A major design requirement was to provide a common geographic reference for record linkage of different data sets related to building portfolios. You might want to think this as a data-driven postcode. Real postcodes greatly vary in terms of population density and aren’t well suited for scalable data matching pipelines. Why not just use a nearest neighbor approach? The advantage of a many-to-many indexed comparison, performed on the level of artificial postcodes, is that it provides qualitative confidence measures, as in Python Record Linkage Toolkit. In contrast, a simple haversine distance is difficult to interpret because an absolute tolerance of 10 meters might be “good enough” in rural areas, but “poor” in densely populated urban areas like Soho.

import sompylib.sompy as SOM

codebook2 = som2.codebook[:]
codebook2_n = SOM.denormalize_by(som2.data_raw,
                                 codebook2,
                                 n_method="var")

Data source

The data comes from Ordinance Survey (OS) and contains all building geometries in the UK.

X = selected_df[["Latitude", "Longitude"]].values

Training the model

SOM is organized in a 2-D grid (more dimensions are theoretically possible) of fully connected neurons called Best Matching Units. After initialization and training, similar data points get assigned to the same BMUs and similar BMUs have topological proximity which is different to other approaches like KNN. When the data is in the range of millions, a sample of $1e5$ would suffice for training.

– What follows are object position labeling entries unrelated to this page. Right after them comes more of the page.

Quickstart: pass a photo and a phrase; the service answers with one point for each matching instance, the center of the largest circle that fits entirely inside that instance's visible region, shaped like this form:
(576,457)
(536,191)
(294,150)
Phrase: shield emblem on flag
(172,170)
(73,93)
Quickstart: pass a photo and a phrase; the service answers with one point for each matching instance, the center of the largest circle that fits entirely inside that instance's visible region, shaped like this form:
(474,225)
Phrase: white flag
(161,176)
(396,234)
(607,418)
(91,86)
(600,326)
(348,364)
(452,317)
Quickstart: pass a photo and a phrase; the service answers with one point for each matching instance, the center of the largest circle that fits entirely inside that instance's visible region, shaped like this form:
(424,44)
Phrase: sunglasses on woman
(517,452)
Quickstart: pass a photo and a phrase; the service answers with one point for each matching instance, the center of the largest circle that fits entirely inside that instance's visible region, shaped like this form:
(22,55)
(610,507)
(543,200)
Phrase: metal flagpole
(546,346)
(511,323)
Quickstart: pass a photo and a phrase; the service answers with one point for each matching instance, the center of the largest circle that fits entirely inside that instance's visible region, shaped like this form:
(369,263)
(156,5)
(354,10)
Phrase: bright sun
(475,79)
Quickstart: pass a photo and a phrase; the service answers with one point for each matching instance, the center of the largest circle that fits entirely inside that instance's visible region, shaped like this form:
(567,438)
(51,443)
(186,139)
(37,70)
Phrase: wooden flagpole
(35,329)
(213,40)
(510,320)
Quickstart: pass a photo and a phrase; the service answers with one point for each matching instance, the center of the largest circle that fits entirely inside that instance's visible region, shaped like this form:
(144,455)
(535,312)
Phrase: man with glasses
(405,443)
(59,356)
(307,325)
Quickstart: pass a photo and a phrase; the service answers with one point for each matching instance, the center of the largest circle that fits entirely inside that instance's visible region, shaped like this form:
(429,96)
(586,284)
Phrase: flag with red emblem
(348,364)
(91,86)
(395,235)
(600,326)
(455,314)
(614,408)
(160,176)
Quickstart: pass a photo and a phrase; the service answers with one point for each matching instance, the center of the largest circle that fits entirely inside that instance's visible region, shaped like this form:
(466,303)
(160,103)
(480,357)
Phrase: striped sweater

# Randomly choose 100000 coordinates for fast training
size = int(1e5)
training = X[np.random.choice(X.shape[0], size, replace=False)]

How big?

An important decision is the size of the model, or number of neurons $M$ . Our goal is to achieve maximum utilization of the provided gird. Manual tuning of the hyperparameters can be time-consuming and lead to poor results or slow training. For this kind of simple model there exist some not widely known heuristics that satisfactorily answer the question. The answer is $M \approx 5 sqrt(N)$ , where $N$ is the total size of the projected data. The final grid should then be $sqrt(M) \times sqrt(M)$ .

if os.path.exists(som_path):
    # Load SOM from disk
    som2 = SOM.load(filename=som_path)
else:
    # Train SOM from scratch
    msz11 = 136
    msz10 = 136

    som2 = SOM.SOM("",
                   training,
                   mapsize=[msz10, msz11],
                   norm_method="var",
                   initmethod="pca")
    som2.init_map()
    som2.train(n_job=8, shared_memory="no", verbose="final")
    som2.compname = [selected_df.columns[1:3]]
    # Save SOM to disk
    SOM.dump(som2, filename=som_path)

Result

So finally we have a trained SOM that effectively acts as a density-aware smart grid of artificial postcodes. When projecting coordinates from different sources, best matching units are assigned and full indexing, with certain confidence, is performed locally in a scalable fashion, enabling record linkage on a planet level.

print("Calculating best matching units...")
bmusX = som2.project_data(X)
selected_df["bmu"] = bmusX
print("Done!")

hitmap Hitmap of neural activations of the best matching units (BMU)

Caution! SOM is extremely sensitive to duplicates, a problem commonly referred to as imbalanced data. Especially when the dimensionality is low, this can be very detrimental to the model, so make sure to drop any duplicates before training.